In April 2018, Amanda Rafferty sued Del Monte for negligence and premises liability. Del Monte answered with a general denial and offered several defenses. The food company filed for summary judgment in August 2020. Its major argument was based on the Privette Doctrine from a 1993 California case that held that the “hirer of an independent contractor is not liable for on-the-job injuries to the contractor’s employees unless some exception applies.” It also says that “The “workers’ compensation scheme ‘is the exclusive remedy against an employer for injury or death of an employee.” Del Monte cited additional precedent which, it argued, relieved them of any duty based on Cal-OSHA regulations and safety procedures that were “delegable and implicitly delegated” to J.M. In essence, Del Monte said it did not exercise any control over Rafferty’s work and did not retain control over anything that contributed to Rafferty’s death.

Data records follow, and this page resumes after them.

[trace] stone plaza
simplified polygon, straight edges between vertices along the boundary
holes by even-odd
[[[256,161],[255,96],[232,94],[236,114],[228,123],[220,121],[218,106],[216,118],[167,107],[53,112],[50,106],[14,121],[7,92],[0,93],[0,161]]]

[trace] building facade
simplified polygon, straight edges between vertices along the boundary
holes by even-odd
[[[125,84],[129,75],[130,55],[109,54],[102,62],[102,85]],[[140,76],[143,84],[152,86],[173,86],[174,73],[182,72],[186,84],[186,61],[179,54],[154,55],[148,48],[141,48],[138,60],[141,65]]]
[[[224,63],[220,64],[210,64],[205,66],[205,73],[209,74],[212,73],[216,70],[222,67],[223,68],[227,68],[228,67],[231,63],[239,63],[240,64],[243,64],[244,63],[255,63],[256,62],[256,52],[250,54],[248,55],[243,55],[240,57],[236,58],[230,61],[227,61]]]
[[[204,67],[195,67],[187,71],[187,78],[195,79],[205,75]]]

Plaintiffs opposed Del Monte’s motion by arguing Privette may be overcome by relevant OSHA rules and precedents that “preclude delegation of a tort law duty that the hirer owes” to employees of independent contractors. They argued Del Monte had a duty to develop safety and maintenance procedures and to instruct outside contractors about them. They said there were triable issues of fact about whether Del Monte “negligently exercised retained control” over Rafferty’s work in a manner that affirmatively contributed to his death.” Del Monte countered with arguments that said all required safety procedures could be delegated to J.M. The trial court agreed with Del Monte and granted summary judgment because it “found there was no evidence Del Monte exercised control over the work in a way that affirmatively contributed to Rafferty’s death.”
DeSantos’s opinion said that over time Privette “has been recast” to “apply where delegation is
either ineffective or incomplete.” He agreed with plaintiffs’ contention that they did raise a “triable issue of fact as to whether no delegable duty exception to Privette doctrine applies.” He then cited the law that is used to determine whether a duty is nondelegable. Under precedent, “the test is whether relevant statutes or regulations indicate an intent to limit the application of Privette…or preceded delegation of the tort law duty, if any, that the hirer owed to the contractor’s employees.”
He then applied the test and found that Del Monte was required to develop its own HEC procedures for the dock levelers and to train its employees on that procedure. The opinion also explained the importance of the “affirmative contribution” test, by which plaintiff may prove that “the hirer actually exercised retained control in a way that affirmatively contributed” to injury or death. Plaintiffs argued the lack of HEC procedures and proper training in their use met the test.
DeSantos concluded that there are issues of material fact about whether Del Monte’s omission “more likely than not” would have allowed Rafferty to work safely under the dock leveler’s platform without being crushed.” But, Del Monte contends that none of that matters because Rafferty failed to sign in when he came to do the repairs. How were they supposed to know he was there and whether he was performing his work safely?
The appellate court concluded that a trial would be necessary to resolve all the disputes and plaintiffs were therefore “entitled to their day in court.”